Assad dalla parte dei “buoni”? Decidono Usa e Russia
Angela Merkel e Recep Tayyip Erdoğan, fanno dietrofront: «Dobbiamo parlare con diversi attori, incluso Assad» ha affermato la cancelliera tedesca aggiungendo che bisogna dialogare «non solo con gli Stati Uniti d’America e Russia ma con importanti partner regionali, Iran e paesi sunniti come l’Arabia Saudita», mentre il presidente turco riconosce che il regime di Damasco «potrebbe far parte del processo di transizione». Dichiarazioni del tutto inaspettate visto che, fino a pochi mesi fa, i due Paesi che questi rappresentano erano dalla parte degli Stati che auspicavano le dimissioni del presidente siriano. A loro si unisce anche il ministro degli Esteri francese, Laurent Fabius, che prede in considerazione «una una transizione politica, che associ elementi del regime e dell’opposizione moderata».
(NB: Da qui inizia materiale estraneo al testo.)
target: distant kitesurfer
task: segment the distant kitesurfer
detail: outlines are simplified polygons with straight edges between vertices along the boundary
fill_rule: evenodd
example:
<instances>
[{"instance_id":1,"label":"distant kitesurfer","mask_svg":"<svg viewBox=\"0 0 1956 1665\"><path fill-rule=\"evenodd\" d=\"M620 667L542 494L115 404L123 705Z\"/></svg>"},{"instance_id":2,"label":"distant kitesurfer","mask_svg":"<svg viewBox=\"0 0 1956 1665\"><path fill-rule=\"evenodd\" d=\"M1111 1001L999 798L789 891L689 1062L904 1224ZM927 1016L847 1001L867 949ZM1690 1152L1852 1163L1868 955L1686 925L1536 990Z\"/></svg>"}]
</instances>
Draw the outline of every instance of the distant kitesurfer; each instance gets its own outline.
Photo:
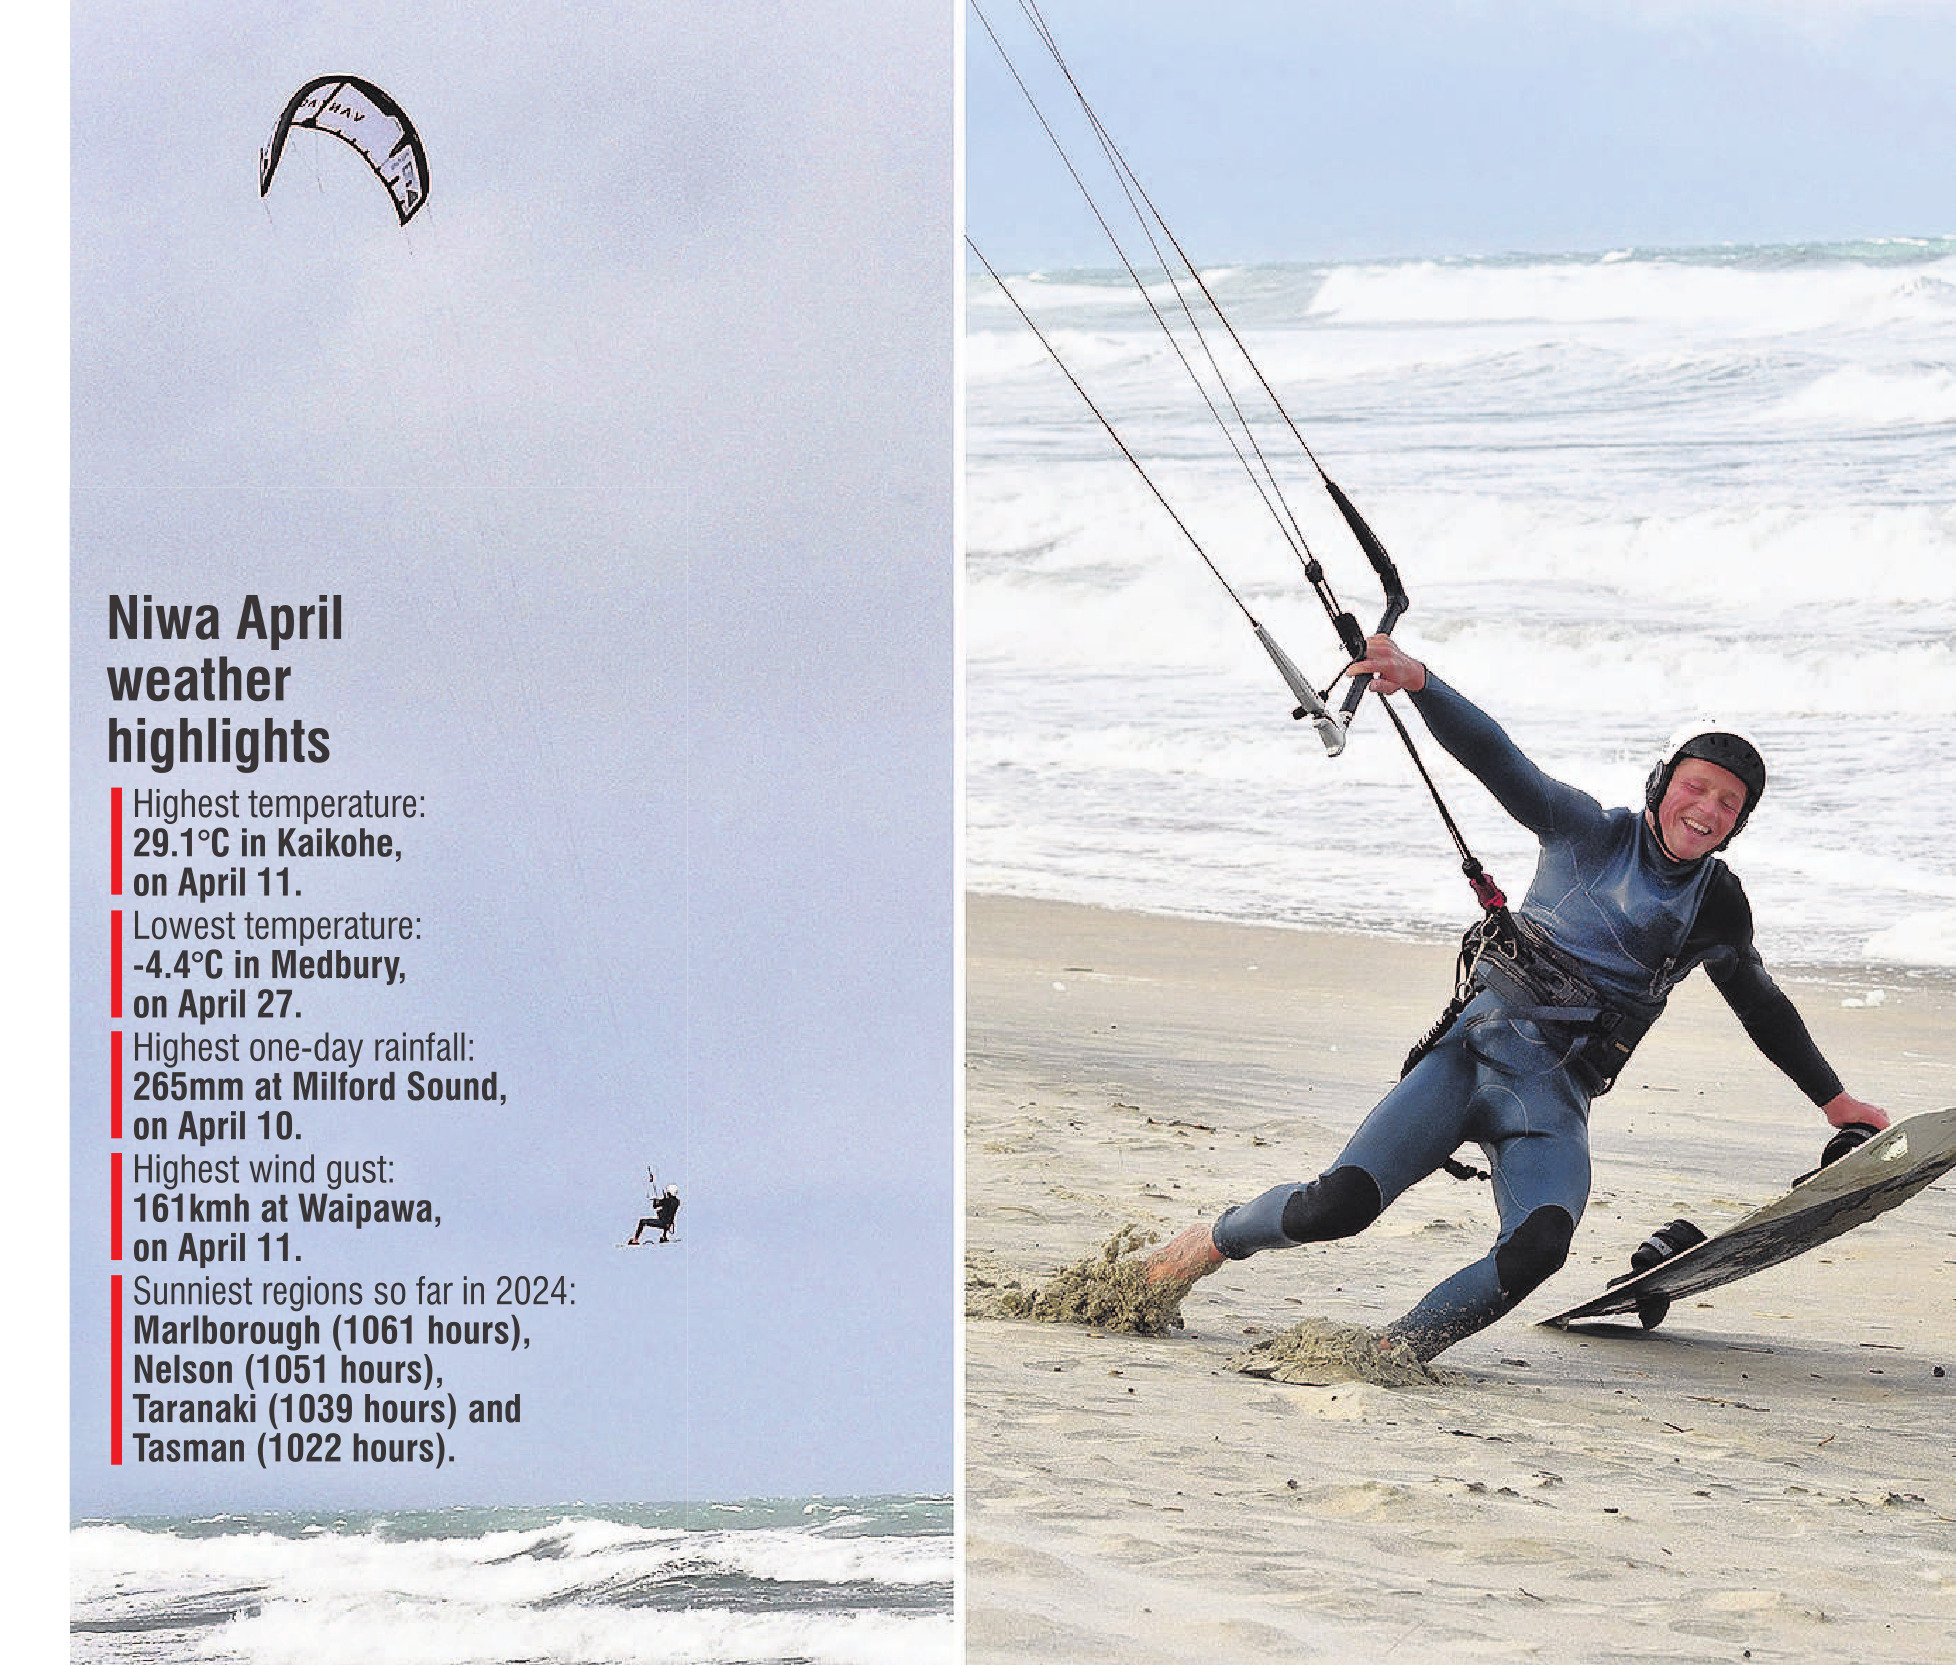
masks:
<instances>
[{"instance_id":1,"label":"distant kitesurfer","mask_svg":"<svg viewBox=\"0 0 1956 1665\"><path fill-rule=\"evenodd\" d=\"M1382 695L1409 694L1434 739L1535 834L1534 878L1512 931L1478 944L1464 998L1338 1159L1308 1184L1275 1186L1190 1226L1146 1257L1150 1278L1193 1283L1225 1260L1353 1236L1473 1142L1500 1211L1494 1247L1386 1328L1432 1359L1561 1267L1589 1198L1590 1100L1700 965L1753 1044L1842 1130L1826 1160L1888 1125L1842 1087L1768 975L1745 892L1715 854L1765 790L1750 741L1687 730L1652 769L1640 809L1606 810L1545 775L1390 637L1372 637L1351 669L1371 673Z\"/></svg>"},{"instance_id":2,"label":"distant kitesurfer","mask_svg":"<svg viewBox=\"0 0 1956 1665\"><path fill-rule=\"evenodd\" d=\"M654 1183L656 1183L656 1180L654 1180ZM653 1202L652 1212L633 1227L632 1235L625 1240L627 1247L637 1248L640 1240L645 1236L647 1227L658 1232L661 1243L671 1242L672 1224L678 1218L679 1193L668 1185L664 1192Z\"/></svg>"}]
</instances>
Erdoğan sembra aver cambiato la propria posizione a seguito della visita in Russia dello scorso 23 settembre in occasione della cerimonia di riapertura della Moschea Centrale della città. Tuttavia lui stesso riconosce che «nessuno vede un futuro con Assad in Siria. Sarebbe impossibile per i siriani accettare un dittatore che ha mandato a morte centinaia di migliaia di persone». In sostanza, a oggi, la stabilità della Siria è una priorità, anche se Assad non è previsto nel futuro dello stesso Paese.
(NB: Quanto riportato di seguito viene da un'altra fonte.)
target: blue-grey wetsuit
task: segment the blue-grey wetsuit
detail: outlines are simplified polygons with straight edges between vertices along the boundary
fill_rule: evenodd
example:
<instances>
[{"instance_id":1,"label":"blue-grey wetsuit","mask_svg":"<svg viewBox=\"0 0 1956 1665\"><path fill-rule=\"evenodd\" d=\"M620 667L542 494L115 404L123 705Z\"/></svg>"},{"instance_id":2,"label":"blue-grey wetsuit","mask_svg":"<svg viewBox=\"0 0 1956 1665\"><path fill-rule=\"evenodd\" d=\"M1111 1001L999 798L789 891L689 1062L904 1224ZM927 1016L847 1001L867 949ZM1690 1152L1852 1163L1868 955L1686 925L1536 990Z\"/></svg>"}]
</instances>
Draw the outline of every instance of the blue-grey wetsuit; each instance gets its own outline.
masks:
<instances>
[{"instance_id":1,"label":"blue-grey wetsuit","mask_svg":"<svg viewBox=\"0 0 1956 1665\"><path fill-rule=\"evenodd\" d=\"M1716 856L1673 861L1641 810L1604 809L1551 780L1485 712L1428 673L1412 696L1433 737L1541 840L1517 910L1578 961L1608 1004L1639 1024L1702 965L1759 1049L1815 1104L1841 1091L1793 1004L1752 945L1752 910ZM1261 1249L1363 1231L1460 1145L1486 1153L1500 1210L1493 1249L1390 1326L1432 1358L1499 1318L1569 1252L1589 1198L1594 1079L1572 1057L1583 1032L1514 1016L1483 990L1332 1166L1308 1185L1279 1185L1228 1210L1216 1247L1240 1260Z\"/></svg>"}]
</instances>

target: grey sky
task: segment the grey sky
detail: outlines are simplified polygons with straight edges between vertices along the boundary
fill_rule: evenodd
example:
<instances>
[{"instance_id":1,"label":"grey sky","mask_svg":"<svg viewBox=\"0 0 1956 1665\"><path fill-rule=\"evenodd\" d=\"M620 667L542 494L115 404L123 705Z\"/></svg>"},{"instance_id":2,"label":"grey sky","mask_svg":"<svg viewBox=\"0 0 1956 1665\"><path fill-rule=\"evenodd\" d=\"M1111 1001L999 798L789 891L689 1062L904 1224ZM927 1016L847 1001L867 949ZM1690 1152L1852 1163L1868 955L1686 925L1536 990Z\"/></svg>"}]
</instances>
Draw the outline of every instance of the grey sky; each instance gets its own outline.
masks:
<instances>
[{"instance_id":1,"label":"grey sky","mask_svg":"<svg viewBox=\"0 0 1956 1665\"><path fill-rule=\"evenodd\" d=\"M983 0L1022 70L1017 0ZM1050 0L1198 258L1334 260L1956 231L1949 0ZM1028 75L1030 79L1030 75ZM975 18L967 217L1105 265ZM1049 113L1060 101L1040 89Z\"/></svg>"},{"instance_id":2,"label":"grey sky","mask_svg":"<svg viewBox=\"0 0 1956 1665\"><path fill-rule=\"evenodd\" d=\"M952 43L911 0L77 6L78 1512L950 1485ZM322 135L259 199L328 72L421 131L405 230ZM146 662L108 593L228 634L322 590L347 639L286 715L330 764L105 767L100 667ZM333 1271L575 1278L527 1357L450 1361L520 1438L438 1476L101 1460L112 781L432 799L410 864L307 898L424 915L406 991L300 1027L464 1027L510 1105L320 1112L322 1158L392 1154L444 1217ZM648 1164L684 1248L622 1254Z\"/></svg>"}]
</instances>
La Russia sostiene il governo siriano. Anche il Ministro degli Esteri austriaco, Sebastian Kurz, ritiene che l’Occidente dovrebbe coinvolgere l’attuale governo siriano nella lotta contro il Stato Islamico, in quanto «Non bisogna dimenticare i crimini che Assad ha commesso, ma anche non dimenticare la visione pragmatica del fatto che in questa lotta siamo dalla stessa parte». Lo scorso 7 settembre la Russia ha deciso di dare ufficialmente il proprio sostegno militare al governo di Assad, nonché di schierarsi contro lo Stato Islamico: nonostante una prima smentita iniziale, pochi giorni dopo armi e militari russi sono giunti in soccorso di Bashar al-Assad. Probabilmente, la decisione di Putin consiste in una mossa strategica per imporre la presenza della Russia al tavolo negoziale post-Assad, in quanto prima del loro appoggio all’attuale governo siriano, la Russia non era stata presa per niente in considerazione dagli Stati Uniti in merito alla questione siriana. Senza contare gli interessi economici e militari della Russia subirebbero un duro contraccolpo nella perdita di Assad come alleato, poiché offre alla Russia un importante sbocco sul Mediterraneo. È evidente che l’entrata in scena della Russia ha cambiato le regole del gioco: ora Putin deve solo convincere gli Stati Unitia stare dalla sua parte.
Incontro tra Putin e Obama. Secondo quanto riportato dal New York Times, Barack Obama incontrerà Putin il 28 settembre a Washington per ascoltare le sue proposte in merito alla situazione siriana. La proposta di Putin consiste in una coalizione comprendente Russia, Usa e tutti gli altri Paesi impegnati militarmente nel conflitto che sostenga Assad e combatta l’Isis. Wendy Sherman, vice di Kerry, ha affermato: «Comprendiamo che può esserci una soluzione politica se Assad resta per un certo periodo di tempo, con un qualche incarico, mentre si svolge la transizione». In ogni caso, secondo quanto riportato da fonti russe all’agenzia Bloomberg: «Senza un accordo di coordinamento con la coalizione anti-Isis, Mosca inizierà propri raid», che significa che la Russia attaccherà i ribelli anti-Assad.
Conseguenze inaspettate. Già nel 2011, la stessa Merkel, d’accordo con Sarkozy e Cameron, aveva affermato che, per quanto concerneva la posizione del presidente siriano, bisognava «affrontare la realtà del rifiuto totale del suo regime da parte del popolo siriano e di farsi da parte nell’interesse della Siria e dell’unità del suo popolo». In principio, il crollo del governo siriano era stato considerato un obiettivo realizzabile in tempistiche brevi, ma è evidente che non è stato così. Piuttosto, il risultato maggiormente visibile sono i milioni di profughi che hanno invaso il territorio turco. Ma la conseguenza più pericolosa è che l’Isis, in Siria, è diventata la principale opposizione ad Assad. La verità è che, ancora oggi, Assad rappresenta ancora una figura carismatica in grado di dialogare con le minoranze non sunnite. Secondo i media, il suo intento è quello di rimanere a capo di un governatorato in una zona a maggioranza alauita. Anche se dovrebbe già considerarsi fortunato nel caso in cui ottenesse l’impunità per i crimini di guerra dei quali è accusato, evitando così la Corte Penale Internazionale e, quindi, l’esilio.